うつ病 こころとからだ

うつ病の症状は気分の落ち込みやからだの重さやつらさなどからあらわれることがあります。 本来の自分を取り戻すために、できることから始めてみませんか。

シオノギ製薬と日本イーライリリーがうつ病についての啓発を行うウェブサイトです。

うつ病の新しい考え方

お薬を使った治療のポイントは?

監修:一般社団法人日本うつ病センター 顧問/長崎大学 名誉教授/出島診療所 所長 中根 允文 先生

うつ病の主な症状は、気分が落ち込み何もやる気が起きないといった精神症状であり、その治療はなかなか難しいものです。現在はお薬を使った治療が中心であり、お薬を飲むことで気分の落ち込みなどの症状が改善します。
ご家族と力を合わせ、患者さんがあせらず、ゆっくり、自分から治療にのぞむことで、治療期間をより短くすることができるといわれています。

お薬を飲み続けることの大切さ

うつ病の治療で患者さんは、不安や不眠などの症状を医師に訴えます。医師は検査、診断を行ったうえで患者さんと相談してお薬を処方します。

お薬を使った治療では、患者さんに「あせらず、ゆっくり、自分から」治療に取り組んでもらうことが、とても重要です。

治療期間をより短くするためにも、再発を防ぐためにも、患者さんが進んでお薬を飲み続けることが重要であり、自己判断によるお薬の中断はたいへん危険です。

うつ病の治療期間はどのくらいなの?

うつ病は通常3~6ヵ月でよくなります。しかし昨今は、長い治療期間を必要とする人も多く、1~2年に及ぶ患者さんもみられます。

また再燃、再発の頻度が高い病気で、治療期間中、いったん症状がおさまり治ったと思っても、同じ症状や他の症状が繰り返しあらわれることがあります。

治療では、医師が症状の有無を見極めながら、お薬の量を増やしたり減らしたり、また症状によっては他のお薬を併用したりして、最終的に医師の判断によりお薬の治療が終了します。
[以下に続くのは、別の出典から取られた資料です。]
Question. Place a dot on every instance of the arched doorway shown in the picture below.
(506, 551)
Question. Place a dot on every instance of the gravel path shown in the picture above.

うつ病の治療では医師から「治療はおしまいです」といわれるまでは、お薬を飲み続ける必要があるのです。

うつ病を治療するお薬の特徴は?

うつ病を治療するお薬(抗うつ薬)にはいくつかの種類があります。お薬によって作用に違いがあり、医師は患者さんの症状によって使用するお薬を決めます。

うつ病のお薬が他の病気の薬と一番違う点は、その効果があらわれるのに4~6週間かかることです。この点をまず覚えておいてください。 そして、効果よりも先にお薬の副作用があらわれることもあります。

うつ病のお薬にはどんな副作用があるの?

うつ病のお薬で多い副作用は、眠気やだるさなどです。便秘や吐き気、下痢などの消化器症状も挙げられています。口の渇き、めまい、頭痛などもあります。

うつ病のお薬にはさまざまな副作用がありますが、そのほとんどは飲み始めて1週間以内にあらわれるといわれています。治療の初期にあらわれる副作用に、どのように対応できるかがこの治療の鍵になっているのです。

ただし、副作用があまりにつらいときは医師に相談し、お薬を変えてもらってしばらく様子をみましょう。

お薬による治療で大切なこととは?

お薬による治療を始める時期は、医師と患者さんとの良好な関係を作るために大切な時期でもあります。

医師は患者さんやご家族からの情報提供をもとに治療計画を立てますが、もし患者さんが、処方されたお薬を処方通りに飲んでいなかったら、その計画はうまくいきません。医師は、処方したお薬をきちんと患者さんが飲んでいるということを前提として治療計画を進めていきます。